First, the CFTC amended Rule 4.7(a)(3)(ix) and (a)(3)(x) to incorporate by reference the accredited investor standard from SEC Regulation D, rather than by direct inclusion of its specific terms. As a result, the provisions of the rule that relate to the SEC’s definition of “accredited investor” will automatically incorporate any subsequent changes made to that definition by the SEC (including inflation adjustments).

Second, the CFTC rescinded the relief in Rule 4.7(b)(3) from the annual report certification requirement of Rule 4.22(d). Thus, CPOs relying on the exemption in Rule 4.7 will now need audited, annual financial statements, prepared in accordance with U.S. generally accepted accounting principles and certified by an independent accountant. In adopting this amendment, the CFTC noted that a substantial portion of registered CPOs already provide audited financial statements to pool investors.

Other Amendments

Annual Notice for Continued Exemptive or Exclusionary Relief. Under the amended rules, CPOs and CTAs relying upon registration exemptions or exclusions will be required to annually reaffirm their eligibility therefor. Specifically, a CPO or CTA claiming exemption or exclusion under Rules 4.5, 4.13 or 4.14(a)(8) will need to file an annual notice of reaffirmation within 60 days of the end of each calendar year.

Standardized Risk Disclosure Statements (Rules 4.24(b) and 4.34(b)). The CFTC adopted an amendment requiring certain new standardized risk disclosure statements for CPOs and CTAs that engage in swap transactions.

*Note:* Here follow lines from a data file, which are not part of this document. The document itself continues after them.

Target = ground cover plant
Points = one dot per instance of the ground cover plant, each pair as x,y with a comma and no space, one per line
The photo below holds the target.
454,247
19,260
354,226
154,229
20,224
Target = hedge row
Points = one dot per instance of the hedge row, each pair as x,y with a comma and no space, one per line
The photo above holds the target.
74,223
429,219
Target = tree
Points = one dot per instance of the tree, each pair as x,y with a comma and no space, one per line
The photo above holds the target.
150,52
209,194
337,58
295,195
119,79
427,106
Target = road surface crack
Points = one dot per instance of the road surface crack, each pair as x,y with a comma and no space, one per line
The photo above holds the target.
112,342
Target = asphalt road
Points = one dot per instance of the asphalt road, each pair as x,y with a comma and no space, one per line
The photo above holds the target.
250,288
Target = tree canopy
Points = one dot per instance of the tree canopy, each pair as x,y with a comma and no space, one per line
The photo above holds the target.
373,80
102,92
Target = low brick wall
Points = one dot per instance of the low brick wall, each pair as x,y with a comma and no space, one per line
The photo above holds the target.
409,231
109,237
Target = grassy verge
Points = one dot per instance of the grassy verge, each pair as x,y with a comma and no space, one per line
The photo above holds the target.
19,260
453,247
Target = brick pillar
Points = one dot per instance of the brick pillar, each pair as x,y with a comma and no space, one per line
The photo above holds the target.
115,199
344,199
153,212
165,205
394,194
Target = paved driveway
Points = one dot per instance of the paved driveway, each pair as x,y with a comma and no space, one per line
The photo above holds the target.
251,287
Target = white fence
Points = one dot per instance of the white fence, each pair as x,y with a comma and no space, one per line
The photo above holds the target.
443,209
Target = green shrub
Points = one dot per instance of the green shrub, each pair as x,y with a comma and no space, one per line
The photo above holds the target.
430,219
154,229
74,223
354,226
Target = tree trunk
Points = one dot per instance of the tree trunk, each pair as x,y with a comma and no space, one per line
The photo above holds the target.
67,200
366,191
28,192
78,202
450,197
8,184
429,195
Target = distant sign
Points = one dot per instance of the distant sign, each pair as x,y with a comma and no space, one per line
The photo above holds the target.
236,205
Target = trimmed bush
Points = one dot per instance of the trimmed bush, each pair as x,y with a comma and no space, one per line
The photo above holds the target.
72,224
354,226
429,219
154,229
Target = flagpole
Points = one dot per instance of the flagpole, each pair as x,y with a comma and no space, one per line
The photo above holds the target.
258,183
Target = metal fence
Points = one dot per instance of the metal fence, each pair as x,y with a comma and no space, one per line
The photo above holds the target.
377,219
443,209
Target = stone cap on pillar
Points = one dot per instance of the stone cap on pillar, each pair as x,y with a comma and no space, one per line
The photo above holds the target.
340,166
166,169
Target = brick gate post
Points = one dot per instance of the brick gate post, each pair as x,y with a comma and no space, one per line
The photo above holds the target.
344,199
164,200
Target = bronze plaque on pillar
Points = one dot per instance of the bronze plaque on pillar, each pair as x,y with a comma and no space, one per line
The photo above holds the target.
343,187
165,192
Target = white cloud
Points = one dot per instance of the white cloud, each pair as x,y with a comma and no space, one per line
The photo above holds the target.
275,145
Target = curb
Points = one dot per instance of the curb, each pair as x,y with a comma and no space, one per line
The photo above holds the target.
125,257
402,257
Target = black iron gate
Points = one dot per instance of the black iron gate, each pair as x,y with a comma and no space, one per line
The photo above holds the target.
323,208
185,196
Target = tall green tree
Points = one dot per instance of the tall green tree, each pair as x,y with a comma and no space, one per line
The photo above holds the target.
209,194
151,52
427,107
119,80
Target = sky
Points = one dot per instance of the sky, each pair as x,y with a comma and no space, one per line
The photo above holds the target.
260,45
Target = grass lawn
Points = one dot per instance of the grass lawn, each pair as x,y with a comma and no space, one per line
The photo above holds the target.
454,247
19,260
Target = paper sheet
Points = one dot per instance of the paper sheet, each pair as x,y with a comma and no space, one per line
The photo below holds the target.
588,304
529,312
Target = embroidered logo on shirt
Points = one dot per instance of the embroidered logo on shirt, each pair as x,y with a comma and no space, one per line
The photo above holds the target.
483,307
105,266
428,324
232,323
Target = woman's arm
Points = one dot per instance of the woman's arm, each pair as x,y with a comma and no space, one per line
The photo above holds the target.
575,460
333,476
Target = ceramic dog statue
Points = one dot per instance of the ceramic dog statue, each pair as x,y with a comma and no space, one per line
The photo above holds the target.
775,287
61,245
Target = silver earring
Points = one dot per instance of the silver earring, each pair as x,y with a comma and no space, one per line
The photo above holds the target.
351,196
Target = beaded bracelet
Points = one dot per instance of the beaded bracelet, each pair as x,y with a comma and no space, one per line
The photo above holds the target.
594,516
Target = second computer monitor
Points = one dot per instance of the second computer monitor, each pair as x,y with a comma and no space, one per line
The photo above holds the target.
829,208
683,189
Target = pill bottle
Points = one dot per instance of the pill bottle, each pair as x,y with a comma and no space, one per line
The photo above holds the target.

Despite the concerns of several commentators who noted that the proposed risk disclosures were inconsistent with SEC guidance to registered investment companies regarding generic disclosures, the CFTC felt those concerns would be addressed through the proposed modifications to the CFTC’s compliance regime (see “CFTC Proposed Harmonization Initiative” below).

Removal of Appendix A to Part 4. Although not addressed by the CFTC in the accompanying Federal Register release, the amendments deleted existing Appendix A to the CFTC’s Part 4 Rules and inserted the new Forms CPO-PQR and CTA-PR as new Appendices A and C, respectively. The existing text of Appendix A provided guidance to fund-of-funds managers on the treatment of underlying fund investments for purposes of applying the Rule 4.13(a)(3) “de minimis” exemption. The CFTC intends to revise the guidance previously set forth in Appendix A and has informally indicated that funds may rely on the existing guidance until the new guidance is issued.

CFTC Proposed Harmonization Initiative. Also on February 9, the CFTC proposed amendments to certain CPO reporting, disclosure and recordkeeping rules to harmonize the obligations of registered investment companies who otherwise might be subject to duplicative, inconsistent, and possibly conflicting requirements of the SEC under the Investment Company Act of 1940. Specifically, the CFTC proposed to amend Rule 4.12(c) to offer relief from the disclosure document delivery and acknowledgement requirements under Rule 4.21, certain periodic financial reporting obligations under Rule 4.22 and the requirement that records be maintained at the CPO’s main office under Rule 4.23. The CFTC is also soliciting comments as to any other areas where harmonization may be needed. Funds that are required to register as CPOs due to the CFTC’s amendments to Rule 4.5 will become subject to compliance with the CFTC’s recordkeeping, reporting and disclosure requirements no later than 60 days after the CFTC implements final rules harmonizing the CFTC and SEC requirements.

Effectiveness and Compliance Deadlines. Except as noted above in respect of particular provisions, the general effective date of the amended rules will be 60 days after publication in the Federal Register, and compliance with the new rules is required by December 31, 2012.